At the time of the writing of this paper, few states had laws specifically prohibiting sexual contact with animals. Legislation is proposed to curb social violence and protect the rights of animals by extending animal cruelty laws to include bestiality. Although the average age of the juveniles in the current study reported that their first sexual act against an animal was only approximately 11 years old, the acts are viewed as reaching beyond mere child-like curiosity. Based on the findings it is plausible to give consideration that these animal offences should not be dismissed as “victimless forms of sexual gratification”. It is difficult for the authors to see how animals are capable of consenting to such sex acts, considering that pain and injury are most likely inflicted on many of the victims of these acts. Moreover, the finding that 23 of the 24 juveniles who engaged in bestiality reported also sexually assaulting humans is alarming.
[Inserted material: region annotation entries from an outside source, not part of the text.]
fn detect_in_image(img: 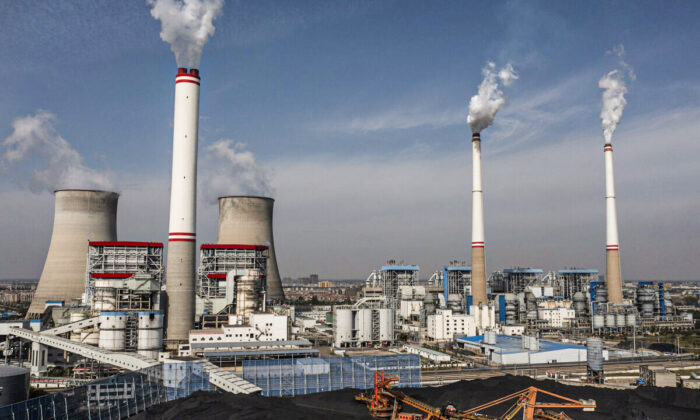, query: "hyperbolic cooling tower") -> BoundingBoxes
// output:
[603,143,622,303]
[27,190,119,318]
[165,68,200,342]
[217,196,284,299]
[472,133,488,305]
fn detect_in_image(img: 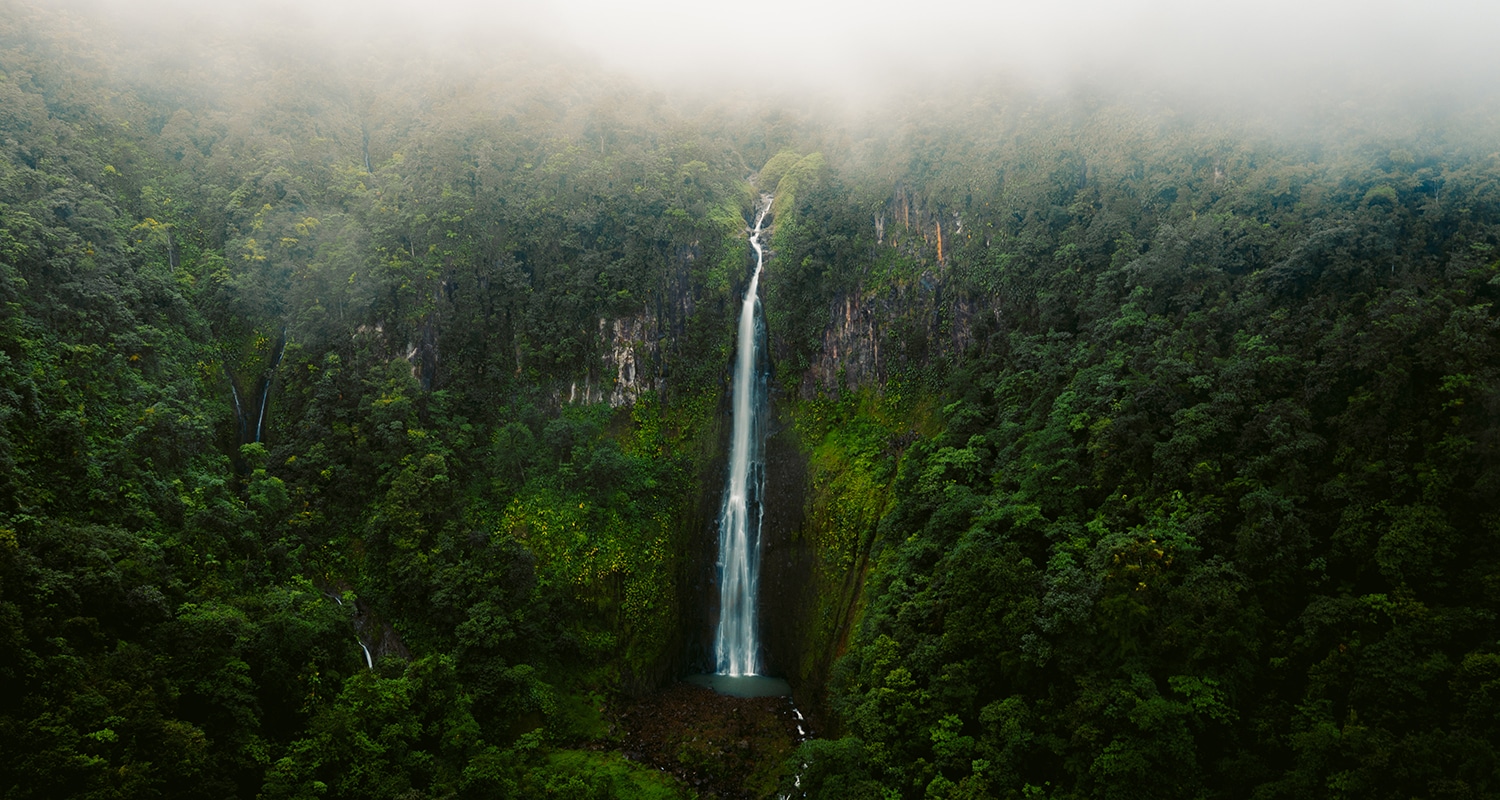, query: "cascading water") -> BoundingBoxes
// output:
[252,329,287,441]
[714,195,771,677]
It has been observed that bestiality seldom occurs in isolation from other sex-offending activity among the juvenile population. Further studies are needed to determine if bestiality in adolescence or pre-adolescence is a predictor of sex-offending activity in adulthood. Lastly, as the authors initial discussed in this paper, bestiality carries a social stigma and generally is kept secret by those who have engaged in it, therefore related acts are most likely under reported and under represented. Furthermore, based on this stigma, attention must be placed on the possibility that subjects might minimize their sex acts against animals with respect to frequency and degrees of severity. Finally, as previously indicated, further studies are warranted before broader generalizations can be made.